Blood of the Vampire looks and feels like a lower-budget Hammer movie, which is largely explained by the writer, Jimmy Sangster, who was responsible for a lot of Hammer's more durable output in the late 50's to early 60's. It was produced by a promising young outfit called Artistes Alliance, who also produced The Giant Behemoth and, less notably, The Strange World of Planet X. I could see Sangster trying to plot a Dracula sequel with Blood's beginning conceit, but the modern medical angle - steampunk as it is in this context - would have taken Hammer's Dracula series out of the supernatural morality play and into something much, much stranger. possibly harder to market, certainly to continue as a franchise. There is no shortage of medical vampire-type stories, but they never seem to be tremendous successes.
The actors do their jobs well, but it has to be pointed out that Sangster, for the most part, hasn't given them more than a dimension each to play out. Pierre is strong-jawed and determined, Madeleine is pretty and determined, Kurt is shaggy and determined... As ever, it's the bad guys in a horror movie that get most of the attention. Madden's mute, hunchbacked Carl I find the most interesting, as he actually winds up being most sympathetic, and that is actually telegraphed in earlier scenes. Sadly, sometime's Carl's prosthetic makeup looks hurriedly slapped-on and his arms magically transform from twisted and useless to strong and formidable, as the scene demands. Wolfitt is a strong presence, with an authoritative, plummy voice. But he simply seems rather stocky to be a vampire... but then, of course, he's not really a vampire...

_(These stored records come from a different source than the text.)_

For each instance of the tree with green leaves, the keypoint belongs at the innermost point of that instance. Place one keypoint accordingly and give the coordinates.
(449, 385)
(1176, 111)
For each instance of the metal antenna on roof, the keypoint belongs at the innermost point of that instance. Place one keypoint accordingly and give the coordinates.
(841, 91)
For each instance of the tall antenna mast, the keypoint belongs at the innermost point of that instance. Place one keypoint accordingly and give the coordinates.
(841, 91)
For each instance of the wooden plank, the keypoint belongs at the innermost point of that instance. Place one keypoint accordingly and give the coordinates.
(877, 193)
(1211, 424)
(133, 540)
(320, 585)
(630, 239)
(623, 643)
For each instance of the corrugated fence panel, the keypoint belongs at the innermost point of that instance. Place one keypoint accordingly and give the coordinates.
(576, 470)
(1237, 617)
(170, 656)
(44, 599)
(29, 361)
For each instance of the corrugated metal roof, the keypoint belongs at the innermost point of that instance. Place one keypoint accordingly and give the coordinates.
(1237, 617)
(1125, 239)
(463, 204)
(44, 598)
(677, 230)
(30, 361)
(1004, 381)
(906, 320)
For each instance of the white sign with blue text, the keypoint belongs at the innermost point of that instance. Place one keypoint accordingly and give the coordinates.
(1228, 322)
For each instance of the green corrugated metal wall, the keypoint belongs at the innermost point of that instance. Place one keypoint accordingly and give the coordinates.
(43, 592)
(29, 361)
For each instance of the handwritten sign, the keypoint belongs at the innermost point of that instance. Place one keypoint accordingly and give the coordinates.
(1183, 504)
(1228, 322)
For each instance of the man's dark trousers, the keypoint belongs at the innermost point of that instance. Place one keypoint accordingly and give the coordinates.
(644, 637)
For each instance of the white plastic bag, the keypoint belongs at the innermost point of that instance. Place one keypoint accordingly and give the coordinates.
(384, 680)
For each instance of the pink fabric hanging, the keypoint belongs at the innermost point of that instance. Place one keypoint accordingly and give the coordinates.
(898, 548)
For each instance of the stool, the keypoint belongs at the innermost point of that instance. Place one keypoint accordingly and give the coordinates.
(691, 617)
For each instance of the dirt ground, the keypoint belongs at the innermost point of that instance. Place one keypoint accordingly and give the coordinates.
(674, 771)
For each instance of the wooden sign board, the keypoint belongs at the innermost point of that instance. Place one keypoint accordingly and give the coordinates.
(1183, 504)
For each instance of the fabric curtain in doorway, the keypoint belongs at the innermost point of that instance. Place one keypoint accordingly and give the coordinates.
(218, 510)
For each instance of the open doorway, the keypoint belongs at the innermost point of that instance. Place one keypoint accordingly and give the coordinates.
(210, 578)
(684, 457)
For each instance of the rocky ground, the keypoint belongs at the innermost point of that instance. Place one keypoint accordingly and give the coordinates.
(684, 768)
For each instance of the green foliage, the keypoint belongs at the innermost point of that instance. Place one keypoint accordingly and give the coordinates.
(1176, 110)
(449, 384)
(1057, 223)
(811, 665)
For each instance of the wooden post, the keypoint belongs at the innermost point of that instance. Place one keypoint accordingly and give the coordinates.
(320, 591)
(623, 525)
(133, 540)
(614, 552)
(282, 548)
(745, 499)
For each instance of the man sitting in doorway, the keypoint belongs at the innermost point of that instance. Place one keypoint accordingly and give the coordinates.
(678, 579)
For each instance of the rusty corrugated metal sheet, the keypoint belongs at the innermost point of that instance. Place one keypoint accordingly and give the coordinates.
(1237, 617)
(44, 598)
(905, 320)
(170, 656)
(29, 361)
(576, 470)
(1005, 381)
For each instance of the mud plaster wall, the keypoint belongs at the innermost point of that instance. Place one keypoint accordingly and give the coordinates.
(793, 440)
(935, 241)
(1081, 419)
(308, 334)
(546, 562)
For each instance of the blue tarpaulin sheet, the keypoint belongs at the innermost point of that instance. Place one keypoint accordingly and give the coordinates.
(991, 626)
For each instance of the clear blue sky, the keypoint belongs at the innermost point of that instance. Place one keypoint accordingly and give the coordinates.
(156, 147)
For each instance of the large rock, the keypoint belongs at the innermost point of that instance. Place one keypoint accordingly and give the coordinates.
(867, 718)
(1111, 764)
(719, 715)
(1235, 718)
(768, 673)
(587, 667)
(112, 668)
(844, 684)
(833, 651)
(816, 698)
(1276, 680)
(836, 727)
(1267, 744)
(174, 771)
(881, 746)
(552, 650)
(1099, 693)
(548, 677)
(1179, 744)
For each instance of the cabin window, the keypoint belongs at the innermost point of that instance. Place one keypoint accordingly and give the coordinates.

In all, it is possibly Blood's determination to not be pigeonholed as a vampire flick that works against it. It is, in effect, a mad scientist movie, with the monster being the scientist himself; but with a title like Blood of the Vampire... well the story is concerned with the Blood of a so-called Vampire, but... but...
I'm going to stop there before I get too cynical about audiences and their seeming inability to think (I just deleted two paragraphs complaining about it). Blood of the Vampire tried to do something different, but the attempt only goes so far. Past the Frankensteinian early surgical horrors, and its prison setting, it doesn't do much more than trot out some standard pulp cliches - mad doctors, damsels in distress, lovestruck hunchbacks. But then, remember where we are: The Bad Movie Report. Those are the things that make for solid entertainment for yours truly - and chances are, if you are here, for you, too. For us, even minimal changes wrought on a familiar old friend can make that friend exciting and new, and that is no bad thing.

Review:HERE
Images Marcus Brooks

2 comments:

  1. This is in many ways great pastiche of Hammer´s cozy plushness, from rich 1950´s colors and Gothic settings to Barbara Shelley and her lovely costuming. Human experiments and torturing of insane are sleazy idea, of course, but the setting and treatment made it tolerable.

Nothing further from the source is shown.